Funeral
Directors, to me, are heroes...professionals who serve from their hearts. They are kind, gentle, and loving –
minutemen/women who respond promptly any time of the day or night. They present
themselves with confidence, compassion, and sincerity. They are a select few who are seldom
recognized for their veracity and endurance. They seldom are the recipients of
community awards or notoriety.
Nevertheless, they are true heroes to each and every family going
through the humbling and painful trials of death. The tender mercies of our hometown Funeral
Directors do not go unnoticed. It
radiates in their countenance as they tenderly serve.
Most
everyone has a sacred spot in their heart for the one who gently leads them
through the overwhelming experience of death of a loved one. For me, my first encounter with death was at
age seven.

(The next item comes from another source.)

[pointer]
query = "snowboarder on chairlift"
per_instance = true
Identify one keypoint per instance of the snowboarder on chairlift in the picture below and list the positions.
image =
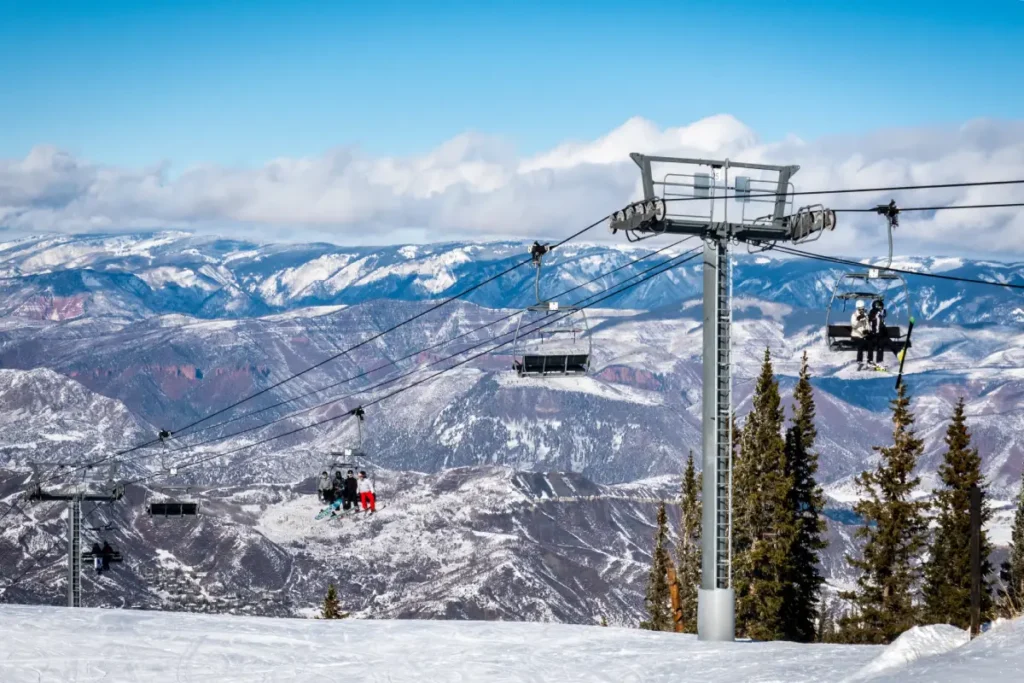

My nine year old sister fell
from a converted Studebaker funeral coach.
The top was cut off and Dad, the small town Funeral Director,
moonlighted as a tour guide for St.
George’s 1st Dixie Sun Bus. Well, to make a long story short, my sister
fell from the Dixie Sun Bus and was killed as the family was returning home
from the Washington County Fair. In my memory,
this event was the most vivid reality of my childhood. I remember how devastated Mother was, and I
remember all those who came to console our family, especially my mother. I also remember Dad in the background,
attending to his daughter’s tender care.
For
many years, I wondered if Mother would
ever go through a day without crying. It
wasn’t until later that I realized the heartache of Dad. Not only was his heart broken, but his role
was to console and gently lead his family back to a more peaceful time. This
experience, I am certain, validated to my father the divine role of the Funeral
Director.
We
all experience life’s memorable moments, some delightful and fun, some
shattering and painful. In the midst of
it all, we remember those who share the joy and those who help us bear the
sorrow.
As
a Funeral Director, I have followed in my father’s footsteps. I, like he, have felt the warmth within as the validation of the loving
Funeral Director is acknowledged. When
we, as Funeral Directors, experience within our own families the pain of death,
we realize what an important role we play in society.
Writing
this article has been healing for me. I
share this in fond memory of my dear departed father, LeGrande Spilsbury, who
passed away in 2003.
I
am pleased to serve as a Funeral Director, and express my appreciation for all
who have chosen this honorable profession.